Les mots-clés utilisés pour l’extraction d’articles des bases de données biomédicales et des bases de données générales ont donné 17 000 articles en langue anglaise, dont 16 600 ont été éliminés sur leur seul titre d’emblée. Sur les 400 articles éligibles, 339 ont été exclus sur lecture du résumé (il s’agissait de malformations animales ou de pathologie non malformative), et sur les 61 restants, 35 ont été éliminés parce qu’ils décrivaient des études transversales (seules les études de cohorte, ou cas-témoins, ou de type écologique ont été incluses), ou des malformations ne figurant pas dans la liste des malformations publiée par l’OMS ou les Centers for Diseases Control d’Atlanta. Vingt-six études épidémiologiques ont donc été analysées pour la relation entre le risque de malformations congénitales et les concentrations de polluants atmosphériques. Un des auteurs a extrait les données, et deux autres en ont vérifié la précision. Il fallait évaluer de manière indépendante la qualité de chaque étude et sa pertinence. Les désaccords, le cas échéant, ont été analysés conjointement par les trois évaluateurs.

Les nouveau-nés, les nourrissons et les enfants de moins de 5 ans étaient dits « participants ». Ils étaient dits « exposés » lorsque l’exposition aux polluants atmosphériques in utero a été évaluée au quartile le plus élevé pour les polluants mesurés selon des catégories (variables discontinues), et pour les polluants constituant des variables continues lorsque leur valeur dépassait une valeur seuil (1 μg/m3 pour le dioxyde de soufre [SO2], 10 ppb pour le dioxyde d’azote [NO2], 10 μg/m3 pour les PM10 et les oxydes d’azote [Nox], 10 ppb pour l’ozone [O3], 1 ppm pour le monoxyde de carbone [CO], 5 μg/m3 pour les PM2,5, la fumée noire, les particules totales en suspension [PTS] et le benzène).

Si une association était observée entre une anomalie donnée et un groupe de polluants atmosphériques dans au moins trois études, une méta-analyse était effectuée.

Résultats

Une méta-analyse a été faite pour deux polluants associés à des malformations : le NO2 et les PM2,5. Des associations statistiquement significatives ont été trouvées pour le risque de :

  • sténose valvulaire pulmonaire : OR (odds ratio) = 1,74 pour le NO2 et 1,42 pour les PM2,5 ;
  • tétralogie de Fallot : OR = 1,52 pour les PM2,5 ;
  • communication interventriculaire : OR = 1,15 pour le SO2 ;
  • fentes faciales : OR = 1,27.

Il existe des arguments en faveur d’un effet des polluants de l’air ambiant sur la survenue de certaines malformations congénitales.
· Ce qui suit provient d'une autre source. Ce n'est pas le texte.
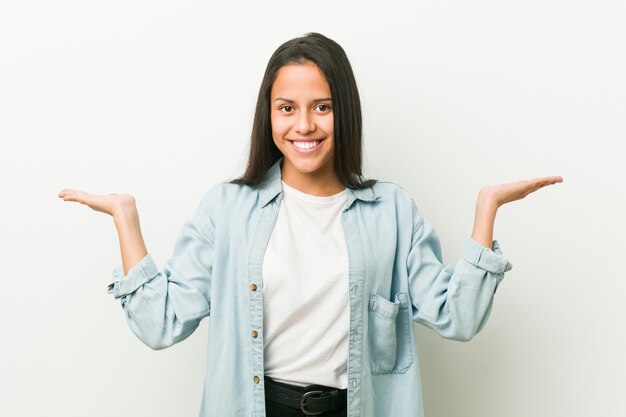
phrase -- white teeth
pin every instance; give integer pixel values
(306, 145)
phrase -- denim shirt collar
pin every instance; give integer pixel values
(272, 187)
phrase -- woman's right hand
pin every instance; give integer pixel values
(111, 204)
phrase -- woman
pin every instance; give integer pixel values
(313, 275)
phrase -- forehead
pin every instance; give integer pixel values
(304, 79)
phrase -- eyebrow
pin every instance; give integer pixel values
(291, 101)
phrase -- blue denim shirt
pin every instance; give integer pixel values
(396, 278)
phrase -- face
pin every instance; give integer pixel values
(302, 123)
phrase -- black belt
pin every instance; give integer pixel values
(311, 400)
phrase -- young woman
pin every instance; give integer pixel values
(312, 274)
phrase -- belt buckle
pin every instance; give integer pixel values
(304, 397)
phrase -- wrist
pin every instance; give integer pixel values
(125, 212)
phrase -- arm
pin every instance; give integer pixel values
(132, 247)
(165, 306)
(456, 302)
(491, 197)
(162, 307)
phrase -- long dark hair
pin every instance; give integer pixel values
(332, 61)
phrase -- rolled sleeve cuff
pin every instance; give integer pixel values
(490, 260)
(138, 275)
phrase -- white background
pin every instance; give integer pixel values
(156, 99)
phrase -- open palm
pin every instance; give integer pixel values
(505, 193)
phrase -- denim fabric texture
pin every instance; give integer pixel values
(396, 278)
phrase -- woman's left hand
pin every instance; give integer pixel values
(505, 193)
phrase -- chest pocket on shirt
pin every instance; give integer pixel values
(390, 334)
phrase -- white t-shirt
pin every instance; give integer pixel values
(305, 292)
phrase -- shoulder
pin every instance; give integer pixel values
(397, 201)
(225, 193)
(392, 192)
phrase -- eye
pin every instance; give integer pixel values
(323, 107)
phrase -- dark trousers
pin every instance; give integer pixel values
(274, 409)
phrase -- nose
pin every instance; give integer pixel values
(305, 123)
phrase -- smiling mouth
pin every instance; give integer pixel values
(306, 145)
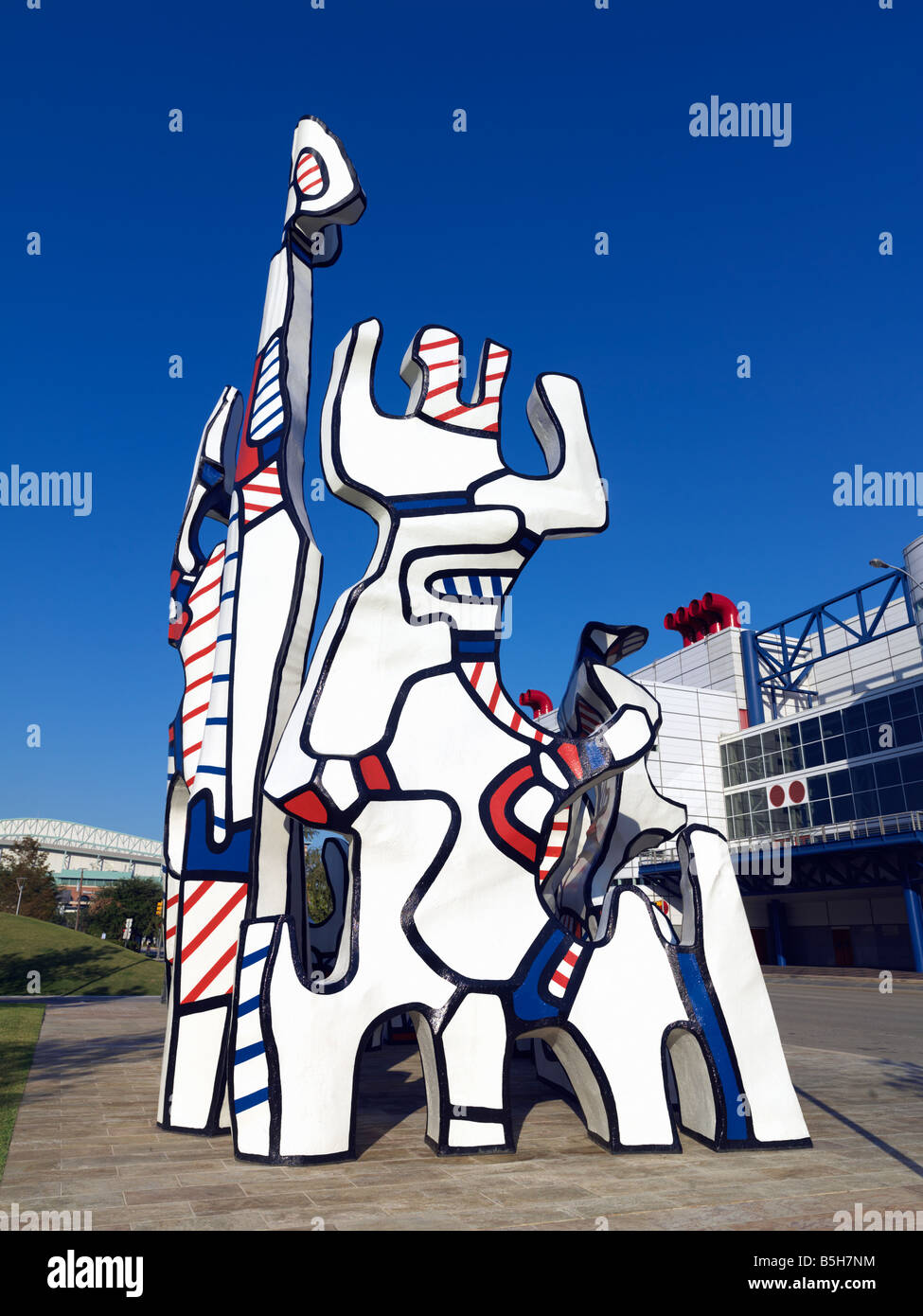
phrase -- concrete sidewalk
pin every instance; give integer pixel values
(86, 1139)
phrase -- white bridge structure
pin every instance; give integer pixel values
(75, 847)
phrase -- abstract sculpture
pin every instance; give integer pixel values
(478, 890)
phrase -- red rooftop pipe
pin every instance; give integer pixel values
(538, 701)
(726, 611)
(704, 616)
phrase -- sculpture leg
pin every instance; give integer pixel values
(465, 1067)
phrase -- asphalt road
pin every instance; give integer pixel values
(852, 1016)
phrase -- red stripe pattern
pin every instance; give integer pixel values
(556, 843)
(438, 353)
(196, 649)
(261, 493)
(485, 682)
(212, 914)
(309, 174)
(561, 977)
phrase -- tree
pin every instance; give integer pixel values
(130, 898)
(317, 888)
(24, 863)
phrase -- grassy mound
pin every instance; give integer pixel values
(19, 1033)
(70, 964)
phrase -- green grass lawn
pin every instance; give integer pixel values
(19, 1033)
(70, 964)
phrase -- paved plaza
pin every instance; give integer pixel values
(86, 1139)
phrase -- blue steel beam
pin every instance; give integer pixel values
(795, 651)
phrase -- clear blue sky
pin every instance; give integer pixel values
(157, 242)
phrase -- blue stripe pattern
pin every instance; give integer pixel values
(255, 957)
(707, 1019)
(246, 1053)
(246, 1103)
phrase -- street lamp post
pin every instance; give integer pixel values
(886, 566)
(914, 606)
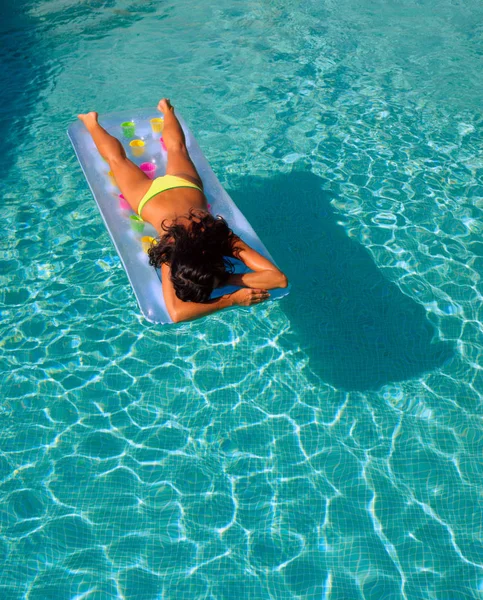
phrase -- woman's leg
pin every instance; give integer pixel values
(179, 161)
(132, 182)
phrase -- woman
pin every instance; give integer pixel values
(193, 244)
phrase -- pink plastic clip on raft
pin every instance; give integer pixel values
(149, 169)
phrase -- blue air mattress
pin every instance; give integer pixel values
(125, 233)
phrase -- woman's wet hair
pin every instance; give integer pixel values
(197, 252)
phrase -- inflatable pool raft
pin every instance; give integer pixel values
(140, 132)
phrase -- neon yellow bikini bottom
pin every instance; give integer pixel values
(161, 184)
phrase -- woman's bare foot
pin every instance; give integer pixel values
(89, 119)
(164, 105)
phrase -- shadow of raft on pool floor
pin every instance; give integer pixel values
(357, 327)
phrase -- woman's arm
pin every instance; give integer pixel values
(187, 311)
(264, 273)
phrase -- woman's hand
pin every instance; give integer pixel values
(249, 296)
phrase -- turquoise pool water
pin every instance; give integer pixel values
(326, 446)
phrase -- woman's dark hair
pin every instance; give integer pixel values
(196, 252)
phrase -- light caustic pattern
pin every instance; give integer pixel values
(329, 446)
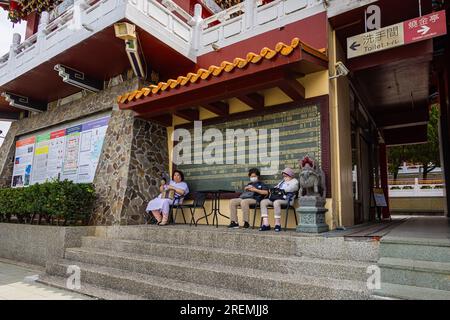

Une amélioration de la description des cas pour une meilleure répartition en catégories, ainsi que des méthodes d’exposition plus précises et un meilleur contrôle des facteurs de confusion, amélioreront dans le futur la connaissance de ces facteurs de risque.

Commentaire

Dans plus de 60 % des cas, lorsqu’un enfant naît porteur de malformation(s), on n’en comprend pas la cause, pas plus que les facteurs favorisants. Après avoir éliminé les facteurs génétiques, les expositions médicamenteuses in utero, les maladies maternelles chroniques (comme le diabète), on recherche tout naturellement des facteurs de risque environnementaux, et en particulier la pollution de l’air. Dans cette étude, les associations qui se révèlent significatives concernent des cardiopathies et des fentes faciales, deux catégories de malformations pour lesquelles on sait qu’il existe une interaction de facteurs de risque génétiques et environnementaux. C’est donc vers la recherche de gènes de prédisposition à ces malformations qu’il faut orienter les recherches ultérieures.


Publication analysée :

* Ravindra K, Chanana N, Mor S. Exposure to air pollutants and risk of congenital anomalies: A systematic review and metaanalysis. Sci Total Environ 2021 ; 765 : 142772. Doi : 10.1016/j.scitotenv.2020.142772.